In Miller v. ARCPE Bahamas, LLC, 50 Fla. L. Weekly D2464 (Fla. 5th DCA 2025), the note holder (and later its successor, ARCPE) pursued collection on promissory notes tied to a failed Bahamas development. When the borrowers stopped making interest-only payments and didn’t pay the balloon amounts at maturity, the lender sought judgment for the amounts due under the notes.
But the case turned on a strategic tension: acceleration versus maturity. ARCPE successfully maintained that the debt was not accelerated (a position that mattered in the statute-of-limitations posture), and obtained relief based on nonpayment at the notes’ maturity dates.
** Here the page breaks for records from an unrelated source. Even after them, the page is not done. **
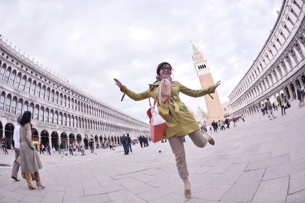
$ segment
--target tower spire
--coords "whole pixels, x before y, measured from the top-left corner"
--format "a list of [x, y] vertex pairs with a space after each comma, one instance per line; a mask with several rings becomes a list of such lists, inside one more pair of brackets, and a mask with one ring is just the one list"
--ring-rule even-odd
[[193, 44], [193, 42], [192, 41], [192, 40], [191, 40], [191, 43], [192, 43], [192, 46], [193, 46], [193, 55], [194, 55], [200, 54], [200, 52], [195, 46], [194, 44]]

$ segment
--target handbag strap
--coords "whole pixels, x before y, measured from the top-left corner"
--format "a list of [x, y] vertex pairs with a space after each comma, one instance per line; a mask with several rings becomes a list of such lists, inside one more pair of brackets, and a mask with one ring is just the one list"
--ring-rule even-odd
[[149, 101], [149, 106], [150, 107], [150, 108], [152, 108], [152, 109], [155, 109], [155, 107], [156, 106], [156, 101], [154, 100], [154, 107], [151, 107], [151, 103], [150, 103], [150, 90], [152, 90], [154, 87], [155, 87], [155, 85], [152, 85], [151, 86], [151, 87], [150, 87], [150, 88], [149, 89], [149, 90], [148, 91], [148, 100]]

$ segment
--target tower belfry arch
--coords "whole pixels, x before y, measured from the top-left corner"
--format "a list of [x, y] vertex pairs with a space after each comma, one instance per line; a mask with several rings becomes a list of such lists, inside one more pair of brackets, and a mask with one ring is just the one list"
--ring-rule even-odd
[[[211, 74], [207, 61], [192, 41], [191, 41], [191, 43], [193, 48], [192, 58], [194, 66], [200, 81], [201, 88], [206, 89], [211, 86], [214, 86], [215, 83]], [[219, 120], [224, 120], [223, 111], [217, 90], [216, 89], [215, 92], [210, 94], [214, 99], [212, 99], [208, 95], [204, 96], [210, 123], [214, 120], [216, 121]]]

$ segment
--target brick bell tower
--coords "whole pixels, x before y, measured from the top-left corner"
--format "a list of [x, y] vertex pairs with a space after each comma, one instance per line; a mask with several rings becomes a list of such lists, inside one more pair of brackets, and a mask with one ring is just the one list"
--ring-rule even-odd
[[[205, 89], [210, 86], [214, 85], [215, 83], [213, 80], [213, 77], [210, 72], [210, 68], [206, 60], [204, 59], [202, 53], [198, 51], [192, 41], [191, 42], [193, 47], [193, 61], [197, 76], [200, 81], [201, 88]], [[214, 120], [216, 122], [218, 122], [219, 120], [224, 121], [224, 113], [217, 90], [216, 89], [215, 93], [210, 94], [210, 95], [213, 97], [213, 99], [208, 94], [204, 96], [209, 120], [209, 124], [211, 123]]]

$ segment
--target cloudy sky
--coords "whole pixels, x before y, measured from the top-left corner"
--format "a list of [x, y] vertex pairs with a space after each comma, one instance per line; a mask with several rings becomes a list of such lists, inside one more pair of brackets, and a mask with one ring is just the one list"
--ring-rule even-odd
[[[221, 101], [257, 56], [280, 0], [0, 0], [0, 34], [44, 67], [103, 101], [143, 120], [148, 100], [134, 101], [113, 78], [140, 92], [167, 61], [174, 80], [200, 89], [190, 40], [203, 53]], [[196, 111], [204, 99], [182, 94]]]

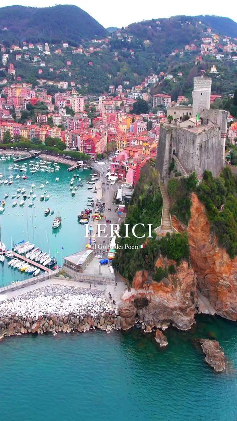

That strategy worked—until attorney’s fees. The notes’ fee provision applied only if the note holder “required” immediate payment in full following default (i.e., accelerated the debt). Because ARCPE prevailed on a theory that the debt was not accelerated, the Fifth DCA held ARCPE could not then pivot and rely on an acceleration-based fee clause. The appellate court reversed the fee award and applied judicial estoppel to prevent ARCPE from taking inconsistent positions in the same litigation.
Practice pointers
Read the fee clause before choosing your theory. If the only fee entitlement is triggered by acceleration, a “no acceleration” strategy may protect the merits (and limitations) but eliminate fee recovery.
Keep your positions consistent across pleadings, motions, and summary judgment papers. Courts will not always allow you to disclaim acceleration for one purpose, then invoke it for another.
For defense counsel, track the lender’s acceleration arguments carefully. If the lender wins by insisting the debt was not accelerated, challenge any later attempt to collect fees reserved for accelerated debt.
Takeaway: You can’t have it both ways. If you win by arguing the debt wasn’t accelerated, don’t expect to recover attorney’s fees that the contract reserves for acceleration cases.